Ao contrário de mim, Valeska não sorria. Parecia não estar feliz.

— Eu fugi. — respondeu, finalmente — Foi o único jeito, Gabi. Eu não quero pagar por algo que eu não fiz!

Chocada, me sentei na cama. Ela acendeu a luz do quarto, no interruptor, e sentou ao meu lado em seguida.

— Agora eu vou ter que ficar fugindo da polícia. Acho que eu vou tentar suicídio. — continuou ela.

Dei um cascudo nela. Já estava com saudades.

— Mulher, deixa de ser bocó! Você fugiu, pronto, tá fugida. Eu já falei que a Sheila vai pagar por essa babaquice que ela fez. Só que você não teve paciência, né?

— E o que é que eu faço? Eu fiquei desesperada! Você sabe que eu não sou louca e nem assassina!

— Realmente... — fiquei pensativa por alguns instantes — Tive uma ideia. — entreguei o meu celular a ela — Olha, aproveita que eu tô com bônus e tenta ligar pro Márcio. Quando ele atender, pede pra ele aguardar na linha que eu vou lá na cozinha buscar alguma coisa pra você comer.

Saí do quarto, rapidinho, e deixei Valeska sozinha ao telefone.

PALAVRAS DE MÁRCIO FERRARI

“Eu sou brasileiro e não desisto nunca”, eu pensava, enquanto tentava escalar pela milésima vez aquele muro. Todo o sofrimento por causa de todas as tentativas anteriores virou sangue nos meus olhos. Eu estava disposto. Estava quase conseguindo. Minha mão direita já alcançava o topo do muro. “Força, QI!”, pensei enquanto as reunia para finalmente me apoiar no tão desejado topo do muro do quintal da Lara.

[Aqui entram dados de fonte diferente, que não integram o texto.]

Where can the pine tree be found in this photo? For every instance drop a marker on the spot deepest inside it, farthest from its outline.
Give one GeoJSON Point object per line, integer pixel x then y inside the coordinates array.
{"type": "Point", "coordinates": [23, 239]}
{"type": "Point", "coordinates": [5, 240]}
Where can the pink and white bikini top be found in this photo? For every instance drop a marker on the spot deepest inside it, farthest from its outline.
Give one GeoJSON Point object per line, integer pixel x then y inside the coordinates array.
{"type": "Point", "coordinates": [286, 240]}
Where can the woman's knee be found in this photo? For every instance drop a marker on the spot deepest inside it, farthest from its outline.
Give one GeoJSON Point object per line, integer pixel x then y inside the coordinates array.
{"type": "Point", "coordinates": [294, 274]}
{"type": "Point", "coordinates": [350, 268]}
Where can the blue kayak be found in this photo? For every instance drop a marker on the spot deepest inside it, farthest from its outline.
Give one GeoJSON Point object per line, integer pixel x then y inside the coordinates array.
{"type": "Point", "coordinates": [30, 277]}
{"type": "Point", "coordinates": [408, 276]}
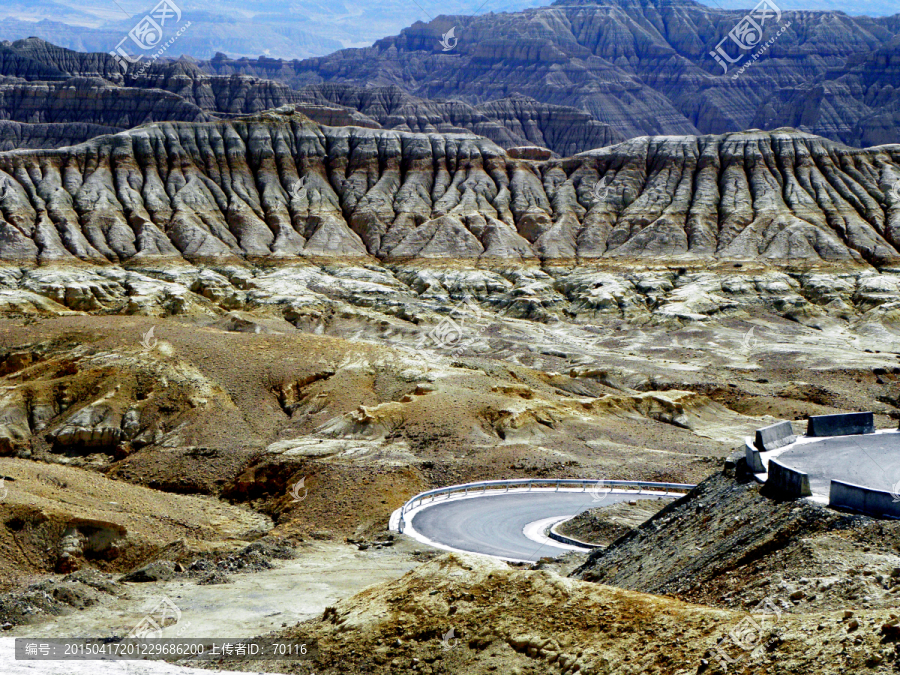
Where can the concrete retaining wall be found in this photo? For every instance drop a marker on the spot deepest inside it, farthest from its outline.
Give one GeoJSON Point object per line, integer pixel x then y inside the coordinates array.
{"type": "Point", "coordinates": [876, 503]}
{"type": "Point", "coordinates": [787, 482]}
{"type": "Point", "coordinates": [563, 539]}
{"type": "Point", "coordinates": [754, 461]}
{"type": "Point", "coordinates": [774, 437]}
{"type": "Point", "coordinates": [841, 425]}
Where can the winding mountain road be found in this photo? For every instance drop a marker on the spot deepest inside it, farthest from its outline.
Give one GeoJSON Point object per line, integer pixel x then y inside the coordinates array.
{"type": "Point", "coordinates": [507, 525]}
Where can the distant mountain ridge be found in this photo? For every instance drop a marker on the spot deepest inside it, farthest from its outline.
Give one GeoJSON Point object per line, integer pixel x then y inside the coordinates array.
{"type": "Point", "coordinates": [639, 67]}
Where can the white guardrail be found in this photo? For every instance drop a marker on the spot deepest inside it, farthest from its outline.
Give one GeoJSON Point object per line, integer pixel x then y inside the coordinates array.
{"type": "Point", "coordinates": [529, 483]}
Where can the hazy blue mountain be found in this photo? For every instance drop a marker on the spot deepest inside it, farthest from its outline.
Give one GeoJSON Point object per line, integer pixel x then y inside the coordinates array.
{"type": "Point", "coordinates": [283, 28]}
{"type": "Point", "coordinates": [276, 28]}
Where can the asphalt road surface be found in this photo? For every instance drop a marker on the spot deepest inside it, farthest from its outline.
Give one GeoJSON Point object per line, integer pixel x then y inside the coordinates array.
{"type": "Point", "coordinates": [871, 460]}
{"type": "Point", "coordinates": [493, 524]}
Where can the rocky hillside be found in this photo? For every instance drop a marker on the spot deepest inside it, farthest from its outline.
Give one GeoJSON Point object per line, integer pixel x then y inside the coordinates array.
{"type": "Point", "coordinates": [465, 615]}
{"type": "Point", "coordinates": [643, 68]}
{"type": "Point", "coordinates": [727, 544]}
{"type": "Point", "coordinates": [279, 185]}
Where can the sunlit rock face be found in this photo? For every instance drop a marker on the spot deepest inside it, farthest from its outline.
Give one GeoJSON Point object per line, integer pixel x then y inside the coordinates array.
{"type": "Point", "coordinates": [277, 185]}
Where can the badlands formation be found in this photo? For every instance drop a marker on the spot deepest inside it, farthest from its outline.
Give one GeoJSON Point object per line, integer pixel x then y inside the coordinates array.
{"type": "Point", "coordinates": [199, 316]}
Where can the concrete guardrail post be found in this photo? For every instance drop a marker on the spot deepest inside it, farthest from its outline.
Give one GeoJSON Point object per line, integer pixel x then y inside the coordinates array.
{"type": "Point", "coordinates": [850, 424]}
{"type": "Point", "coordinates": [786, 481]}
{"type": "Point", "coordinates": [774, 436]}
{"type": "Point", "coordinates": [871, 502]}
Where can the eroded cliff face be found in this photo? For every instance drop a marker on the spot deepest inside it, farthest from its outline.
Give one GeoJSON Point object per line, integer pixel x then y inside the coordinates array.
{"type": "Point", "coordinates": [510, 122]}
{"type": "Point", "coordinates": [278, 185]}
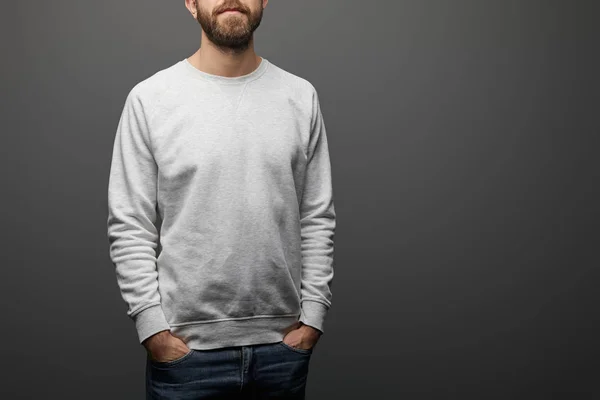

— CONSEGUI! É PRA GLORIFICAR DE PÉ! — gritei, vitorioso, colocando os braços para cima.

De repente, um susto. Algo vibrou repentinamente dentro das minhas calças. Com o susto, dei um pulo de cima do muro e caí. A parte boa foi que caí para dentro do quintal.

Comecei a remexer minhas calças, ainda quebrado da queda. Era meu celular: Gabriela Carvalho chamando.

“Por isso que odeio celulares”, pensei.